Page 53 of Concealed

There isn’t a single part of this guy’s body that isn’t sexy.

“What makes you so sure?” he asks. “The pieces are coming together, but we have a shit ton of work ahead of us, and absolutely no guarantee that it will lead anywhere. And if it does, there’s always the chance it won’t stick.”

His voice is so defeated, and I hate it.

I wait until he’s facing me again, and then say with more certainty than I’ve ever felt in my life, “Because you won’t give up on those girls until you win, no matter how long it takes. You care, and that matters. It means something to have a man like you fighting for them. You don’t lose, Wyatt.”

“Not when I can help it,” he agrees. “It’s nice to come home to someone who believes in me, especially after a shitty day.”

“I didn’t sleep last night,” I blurt out.

I’m not going to be able to act “normal,” that much is certain. All I can do is act like me while figuring out who that person is at the same time.

Something tells me that whatever I can give is going to be exactly enough for this man.

“Were you scared?” He’s frowning and probably chastising himself for not being here to protect me from the monsters who reside in my head.

I anchor myself to the countertop, half to hold myself up and half to prevent myself from inappropriately hugging him.

“No. I mean, kind of. I always have… things in the back of my mind.
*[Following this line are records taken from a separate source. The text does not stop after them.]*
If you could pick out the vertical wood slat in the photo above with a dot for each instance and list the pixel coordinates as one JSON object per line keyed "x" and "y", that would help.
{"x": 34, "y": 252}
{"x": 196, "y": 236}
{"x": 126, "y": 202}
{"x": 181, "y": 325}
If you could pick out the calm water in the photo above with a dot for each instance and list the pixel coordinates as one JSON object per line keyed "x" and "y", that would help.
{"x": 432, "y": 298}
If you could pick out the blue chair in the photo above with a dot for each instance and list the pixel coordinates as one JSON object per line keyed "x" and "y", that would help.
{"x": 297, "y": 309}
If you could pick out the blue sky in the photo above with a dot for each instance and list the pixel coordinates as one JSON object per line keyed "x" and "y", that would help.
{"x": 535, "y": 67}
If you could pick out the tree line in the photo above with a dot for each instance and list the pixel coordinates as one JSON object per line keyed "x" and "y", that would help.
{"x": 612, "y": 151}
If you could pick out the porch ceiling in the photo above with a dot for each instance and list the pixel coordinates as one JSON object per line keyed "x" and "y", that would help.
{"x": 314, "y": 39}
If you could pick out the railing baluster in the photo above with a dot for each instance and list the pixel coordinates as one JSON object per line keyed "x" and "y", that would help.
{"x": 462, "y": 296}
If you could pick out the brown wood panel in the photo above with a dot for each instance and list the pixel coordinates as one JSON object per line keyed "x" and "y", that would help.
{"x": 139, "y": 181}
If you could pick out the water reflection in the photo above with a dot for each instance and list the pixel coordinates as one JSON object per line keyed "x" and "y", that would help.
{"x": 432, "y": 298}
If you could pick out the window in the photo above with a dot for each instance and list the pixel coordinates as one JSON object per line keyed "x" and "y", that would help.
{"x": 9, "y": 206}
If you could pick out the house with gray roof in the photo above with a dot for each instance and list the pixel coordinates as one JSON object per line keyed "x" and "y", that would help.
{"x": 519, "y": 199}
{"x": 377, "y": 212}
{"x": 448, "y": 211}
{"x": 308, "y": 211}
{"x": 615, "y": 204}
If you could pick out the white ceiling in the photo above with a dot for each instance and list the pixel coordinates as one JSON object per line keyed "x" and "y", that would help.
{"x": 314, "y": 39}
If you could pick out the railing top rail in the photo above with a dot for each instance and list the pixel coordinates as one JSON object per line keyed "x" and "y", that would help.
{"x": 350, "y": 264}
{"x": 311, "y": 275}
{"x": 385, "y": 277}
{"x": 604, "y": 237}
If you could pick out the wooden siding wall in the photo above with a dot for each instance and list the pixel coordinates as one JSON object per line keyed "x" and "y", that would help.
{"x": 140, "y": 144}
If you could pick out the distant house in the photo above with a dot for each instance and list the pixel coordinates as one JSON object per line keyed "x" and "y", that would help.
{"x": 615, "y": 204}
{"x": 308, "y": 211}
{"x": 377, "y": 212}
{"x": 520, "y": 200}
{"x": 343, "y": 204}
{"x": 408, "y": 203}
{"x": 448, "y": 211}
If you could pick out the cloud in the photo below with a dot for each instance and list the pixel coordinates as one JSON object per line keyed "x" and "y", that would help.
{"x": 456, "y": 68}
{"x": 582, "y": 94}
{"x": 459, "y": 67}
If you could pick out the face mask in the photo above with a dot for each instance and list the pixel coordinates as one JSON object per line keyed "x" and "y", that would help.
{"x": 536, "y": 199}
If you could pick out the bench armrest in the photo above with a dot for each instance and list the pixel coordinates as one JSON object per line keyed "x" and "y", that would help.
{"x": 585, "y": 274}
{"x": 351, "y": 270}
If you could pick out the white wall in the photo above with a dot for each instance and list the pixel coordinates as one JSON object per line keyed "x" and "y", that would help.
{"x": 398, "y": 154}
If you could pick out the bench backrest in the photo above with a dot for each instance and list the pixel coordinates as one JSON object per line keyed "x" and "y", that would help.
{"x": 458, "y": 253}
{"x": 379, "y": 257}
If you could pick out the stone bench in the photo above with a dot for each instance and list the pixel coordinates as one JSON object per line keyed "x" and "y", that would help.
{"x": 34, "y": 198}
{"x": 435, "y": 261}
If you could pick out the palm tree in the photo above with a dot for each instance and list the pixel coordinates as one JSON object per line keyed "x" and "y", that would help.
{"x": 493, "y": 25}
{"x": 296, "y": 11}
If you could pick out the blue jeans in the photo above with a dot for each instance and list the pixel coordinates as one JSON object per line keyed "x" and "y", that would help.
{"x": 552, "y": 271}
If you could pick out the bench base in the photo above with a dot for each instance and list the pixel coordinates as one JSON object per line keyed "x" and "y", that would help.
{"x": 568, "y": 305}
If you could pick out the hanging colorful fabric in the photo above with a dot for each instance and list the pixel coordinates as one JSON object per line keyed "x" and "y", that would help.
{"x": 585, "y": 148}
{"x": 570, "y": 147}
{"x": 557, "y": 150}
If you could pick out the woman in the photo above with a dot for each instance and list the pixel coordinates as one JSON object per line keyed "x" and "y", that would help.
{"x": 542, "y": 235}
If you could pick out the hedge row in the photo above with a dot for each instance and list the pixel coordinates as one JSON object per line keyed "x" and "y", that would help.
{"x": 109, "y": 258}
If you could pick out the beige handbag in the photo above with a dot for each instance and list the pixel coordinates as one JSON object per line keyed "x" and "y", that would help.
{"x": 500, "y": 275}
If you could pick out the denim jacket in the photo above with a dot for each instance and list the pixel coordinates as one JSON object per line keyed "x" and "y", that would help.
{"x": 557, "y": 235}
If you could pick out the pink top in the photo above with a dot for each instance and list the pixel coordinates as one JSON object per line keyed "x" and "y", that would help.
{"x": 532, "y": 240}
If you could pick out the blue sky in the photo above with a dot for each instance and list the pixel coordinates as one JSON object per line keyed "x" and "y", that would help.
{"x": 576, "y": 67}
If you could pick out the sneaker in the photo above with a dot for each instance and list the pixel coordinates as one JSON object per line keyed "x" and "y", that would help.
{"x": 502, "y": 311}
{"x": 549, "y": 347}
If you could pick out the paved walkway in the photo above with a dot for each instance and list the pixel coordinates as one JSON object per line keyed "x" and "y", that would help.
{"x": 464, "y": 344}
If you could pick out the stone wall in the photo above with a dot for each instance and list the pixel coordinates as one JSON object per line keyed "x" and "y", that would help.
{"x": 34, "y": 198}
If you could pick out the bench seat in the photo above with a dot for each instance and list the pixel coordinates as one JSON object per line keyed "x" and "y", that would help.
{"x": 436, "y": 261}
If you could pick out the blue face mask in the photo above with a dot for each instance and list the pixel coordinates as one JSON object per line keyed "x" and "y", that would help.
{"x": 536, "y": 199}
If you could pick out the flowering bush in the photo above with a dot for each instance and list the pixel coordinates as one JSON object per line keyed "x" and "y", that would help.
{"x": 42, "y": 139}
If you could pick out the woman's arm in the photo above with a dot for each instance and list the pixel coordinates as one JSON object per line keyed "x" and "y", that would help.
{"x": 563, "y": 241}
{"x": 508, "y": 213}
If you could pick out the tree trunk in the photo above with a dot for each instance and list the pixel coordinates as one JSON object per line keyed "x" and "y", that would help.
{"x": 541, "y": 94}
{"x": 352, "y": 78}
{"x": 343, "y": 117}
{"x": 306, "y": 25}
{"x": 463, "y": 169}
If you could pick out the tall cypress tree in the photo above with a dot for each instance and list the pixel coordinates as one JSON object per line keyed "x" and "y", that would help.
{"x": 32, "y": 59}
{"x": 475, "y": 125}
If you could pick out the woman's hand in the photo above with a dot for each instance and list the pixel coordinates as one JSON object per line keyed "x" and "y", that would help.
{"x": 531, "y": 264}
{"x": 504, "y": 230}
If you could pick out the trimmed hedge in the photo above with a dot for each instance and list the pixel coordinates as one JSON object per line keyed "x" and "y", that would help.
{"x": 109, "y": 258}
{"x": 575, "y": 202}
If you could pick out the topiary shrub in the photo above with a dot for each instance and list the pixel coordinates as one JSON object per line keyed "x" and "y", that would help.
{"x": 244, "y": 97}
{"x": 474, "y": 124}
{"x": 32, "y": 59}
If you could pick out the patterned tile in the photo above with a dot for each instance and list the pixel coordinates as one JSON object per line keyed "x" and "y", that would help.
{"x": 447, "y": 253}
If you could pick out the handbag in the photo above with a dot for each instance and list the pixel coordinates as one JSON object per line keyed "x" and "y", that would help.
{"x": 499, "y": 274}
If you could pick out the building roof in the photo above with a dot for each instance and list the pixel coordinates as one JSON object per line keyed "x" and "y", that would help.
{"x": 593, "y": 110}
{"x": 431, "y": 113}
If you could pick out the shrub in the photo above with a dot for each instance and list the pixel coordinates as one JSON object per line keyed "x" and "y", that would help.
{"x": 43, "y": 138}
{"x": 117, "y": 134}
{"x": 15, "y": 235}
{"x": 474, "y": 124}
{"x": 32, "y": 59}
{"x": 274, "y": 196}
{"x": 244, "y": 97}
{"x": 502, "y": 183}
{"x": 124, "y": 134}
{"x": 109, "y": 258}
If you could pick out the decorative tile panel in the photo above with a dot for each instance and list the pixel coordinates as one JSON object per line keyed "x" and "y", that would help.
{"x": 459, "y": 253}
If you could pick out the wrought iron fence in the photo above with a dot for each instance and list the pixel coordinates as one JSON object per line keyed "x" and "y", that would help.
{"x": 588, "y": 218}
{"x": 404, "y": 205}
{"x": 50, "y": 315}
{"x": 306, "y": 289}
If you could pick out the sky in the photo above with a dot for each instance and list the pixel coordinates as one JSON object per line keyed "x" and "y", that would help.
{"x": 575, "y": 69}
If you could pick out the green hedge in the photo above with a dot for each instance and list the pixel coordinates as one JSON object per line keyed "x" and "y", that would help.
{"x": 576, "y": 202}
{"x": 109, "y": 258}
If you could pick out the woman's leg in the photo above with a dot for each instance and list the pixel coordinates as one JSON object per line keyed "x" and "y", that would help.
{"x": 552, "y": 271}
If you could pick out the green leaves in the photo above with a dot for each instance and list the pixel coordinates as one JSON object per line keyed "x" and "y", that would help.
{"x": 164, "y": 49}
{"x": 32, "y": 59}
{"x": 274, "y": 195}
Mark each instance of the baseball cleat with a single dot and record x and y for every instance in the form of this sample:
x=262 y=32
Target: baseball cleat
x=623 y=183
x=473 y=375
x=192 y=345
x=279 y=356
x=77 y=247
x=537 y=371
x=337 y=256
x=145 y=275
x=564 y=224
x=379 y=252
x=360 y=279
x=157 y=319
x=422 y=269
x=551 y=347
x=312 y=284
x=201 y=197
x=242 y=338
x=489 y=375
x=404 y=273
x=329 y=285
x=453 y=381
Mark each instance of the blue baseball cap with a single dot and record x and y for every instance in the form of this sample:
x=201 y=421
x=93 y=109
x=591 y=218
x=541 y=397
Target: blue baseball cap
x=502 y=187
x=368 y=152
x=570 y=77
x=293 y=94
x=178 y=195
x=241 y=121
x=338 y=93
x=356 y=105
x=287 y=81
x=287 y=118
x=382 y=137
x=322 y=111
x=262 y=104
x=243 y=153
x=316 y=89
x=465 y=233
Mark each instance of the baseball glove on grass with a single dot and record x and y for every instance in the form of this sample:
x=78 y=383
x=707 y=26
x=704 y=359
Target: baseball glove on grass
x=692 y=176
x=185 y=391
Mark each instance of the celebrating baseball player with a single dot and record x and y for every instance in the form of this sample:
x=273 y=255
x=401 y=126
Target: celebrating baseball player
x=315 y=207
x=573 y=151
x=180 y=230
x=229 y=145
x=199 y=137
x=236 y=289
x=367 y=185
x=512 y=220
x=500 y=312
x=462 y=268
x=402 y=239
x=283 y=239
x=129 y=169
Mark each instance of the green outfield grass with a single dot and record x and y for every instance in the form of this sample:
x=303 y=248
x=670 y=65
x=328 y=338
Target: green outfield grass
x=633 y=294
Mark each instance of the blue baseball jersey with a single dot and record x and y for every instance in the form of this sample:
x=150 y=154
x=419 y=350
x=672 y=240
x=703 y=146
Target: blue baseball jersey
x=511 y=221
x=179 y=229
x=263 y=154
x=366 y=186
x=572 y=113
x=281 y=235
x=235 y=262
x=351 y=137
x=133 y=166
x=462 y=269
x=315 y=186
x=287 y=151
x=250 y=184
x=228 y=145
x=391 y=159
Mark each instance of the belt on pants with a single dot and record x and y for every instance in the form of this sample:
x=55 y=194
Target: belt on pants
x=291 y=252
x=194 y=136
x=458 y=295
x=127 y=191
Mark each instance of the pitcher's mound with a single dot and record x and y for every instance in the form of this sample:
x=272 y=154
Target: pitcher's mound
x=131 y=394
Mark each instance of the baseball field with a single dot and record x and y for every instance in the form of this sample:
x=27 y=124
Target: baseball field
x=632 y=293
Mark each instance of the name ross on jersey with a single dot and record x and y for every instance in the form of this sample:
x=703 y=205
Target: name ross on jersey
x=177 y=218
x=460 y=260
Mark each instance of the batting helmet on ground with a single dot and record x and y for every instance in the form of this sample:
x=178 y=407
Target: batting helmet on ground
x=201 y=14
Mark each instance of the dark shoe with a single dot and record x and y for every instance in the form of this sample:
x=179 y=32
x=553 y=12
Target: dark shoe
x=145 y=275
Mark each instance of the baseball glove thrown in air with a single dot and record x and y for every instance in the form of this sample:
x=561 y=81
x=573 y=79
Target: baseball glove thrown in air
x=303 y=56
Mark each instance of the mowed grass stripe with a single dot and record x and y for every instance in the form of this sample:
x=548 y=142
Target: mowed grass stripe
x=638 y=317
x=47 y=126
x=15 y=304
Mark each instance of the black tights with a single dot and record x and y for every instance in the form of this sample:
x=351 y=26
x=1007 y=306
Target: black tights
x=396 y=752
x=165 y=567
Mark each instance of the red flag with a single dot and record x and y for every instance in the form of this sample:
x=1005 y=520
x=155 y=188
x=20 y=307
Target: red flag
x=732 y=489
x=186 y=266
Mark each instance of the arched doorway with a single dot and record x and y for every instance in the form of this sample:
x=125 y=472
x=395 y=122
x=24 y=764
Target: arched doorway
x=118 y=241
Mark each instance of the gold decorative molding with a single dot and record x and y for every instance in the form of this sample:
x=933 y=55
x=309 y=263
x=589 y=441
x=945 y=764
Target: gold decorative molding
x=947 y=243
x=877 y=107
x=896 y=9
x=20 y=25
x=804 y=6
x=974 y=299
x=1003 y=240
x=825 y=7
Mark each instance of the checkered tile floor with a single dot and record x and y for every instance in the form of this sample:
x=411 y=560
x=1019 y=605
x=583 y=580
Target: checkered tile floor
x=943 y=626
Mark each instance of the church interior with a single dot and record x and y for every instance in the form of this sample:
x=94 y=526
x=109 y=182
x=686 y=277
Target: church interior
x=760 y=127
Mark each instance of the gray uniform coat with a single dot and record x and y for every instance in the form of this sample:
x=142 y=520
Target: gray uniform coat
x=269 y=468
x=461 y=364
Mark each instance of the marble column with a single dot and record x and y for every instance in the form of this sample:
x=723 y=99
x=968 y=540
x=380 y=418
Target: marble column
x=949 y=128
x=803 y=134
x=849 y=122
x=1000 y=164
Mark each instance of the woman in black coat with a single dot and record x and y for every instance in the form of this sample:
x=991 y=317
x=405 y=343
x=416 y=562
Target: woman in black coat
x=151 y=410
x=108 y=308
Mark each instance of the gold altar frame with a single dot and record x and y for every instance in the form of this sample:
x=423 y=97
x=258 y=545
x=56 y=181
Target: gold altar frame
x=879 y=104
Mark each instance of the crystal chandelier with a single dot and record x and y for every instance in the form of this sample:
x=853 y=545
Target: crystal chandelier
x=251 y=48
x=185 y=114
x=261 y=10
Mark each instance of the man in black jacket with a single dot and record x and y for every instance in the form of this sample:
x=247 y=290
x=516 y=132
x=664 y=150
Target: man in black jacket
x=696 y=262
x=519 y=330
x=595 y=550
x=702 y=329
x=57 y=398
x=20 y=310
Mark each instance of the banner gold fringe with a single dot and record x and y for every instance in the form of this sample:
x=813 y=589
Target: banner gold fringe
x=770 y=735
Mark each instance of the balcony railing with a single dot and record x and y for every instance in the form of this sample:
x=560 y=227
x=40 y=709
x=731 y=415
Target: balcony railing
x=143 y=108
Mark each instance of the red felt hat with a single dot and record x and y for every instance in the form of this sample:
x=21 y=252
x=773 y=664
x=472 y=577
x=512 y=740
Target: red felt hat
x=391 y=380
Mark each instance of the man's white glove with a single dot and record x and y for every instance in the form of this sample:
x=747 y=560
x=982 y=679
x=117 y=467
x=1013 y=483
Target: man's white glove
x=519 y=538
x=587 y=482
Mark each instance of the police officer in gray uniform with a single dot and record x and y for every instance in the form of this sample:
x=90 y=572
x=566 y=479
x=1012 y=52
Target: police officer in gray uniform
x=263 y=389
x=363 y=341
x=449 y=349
But I was thinking about you.”

“What about me?”

He joins my side of the counter and clearly doesn’t have the same issues with the touch barrier that I do. His big hand snakes out to rest on my hip, the heat of it immediately searing me as though his touch will be branded on me forever.

In some ways, it will.

This is a time in my life I’ll never forget.

I’m slowly but surely finding myself again.

And Rebecca Vance would shoot her shot.

She wouldn’t wait for the guy to make the first move, especially a guy who so clearly wants her despite all the darkness in her life. She would see what she wanted – him – and she would take it.

Except my body isn’t listening to very clear directions from my brain – grab the hot guy and kiss the hell out of him – and decides on its own to keep me frozen in place.

Shit.

Wyatt must be used to long pauses in our conversations because he gives me the time that I need to think without acting weird about it. But he also doesn’t move his hand, which makes it both easier and harder to put together a coherent thought.

“You already know I’ll wait you out,” Wyatt says, making me wonder if all cops are telepathic. “I’m willing to wait even longer than usual because this is an answer I care about an awful lot.”

The sound of my laughter is starting to become familiar instead of foreign – thanks to him. I am so grateful that I crashed into his life because he’s exactly what I need.

“I was thinking that I’m not sure I want to be friends with you,” I whisper, “Or just your roommate. But I don’t know exactly what I want to be. I don’t want to be your girlfriend. But I want…”

His unrelenting stare penetrates straight into my soul and makes me squirm. “Mmhm?”

“You. I want you.”

Despite our false starts, he dips his head to kiss me again just as his phone rings. When he pulls back, the scowl on his face is so comedic that I almost forget to be annoyed.

“It’s my work phone. I have to get it.” His sigh is so loud, it must echo in Arizona.

“I know. It’s okay.”

“I’ll take the call, have a shower, and then we can continue this conversation, okay?”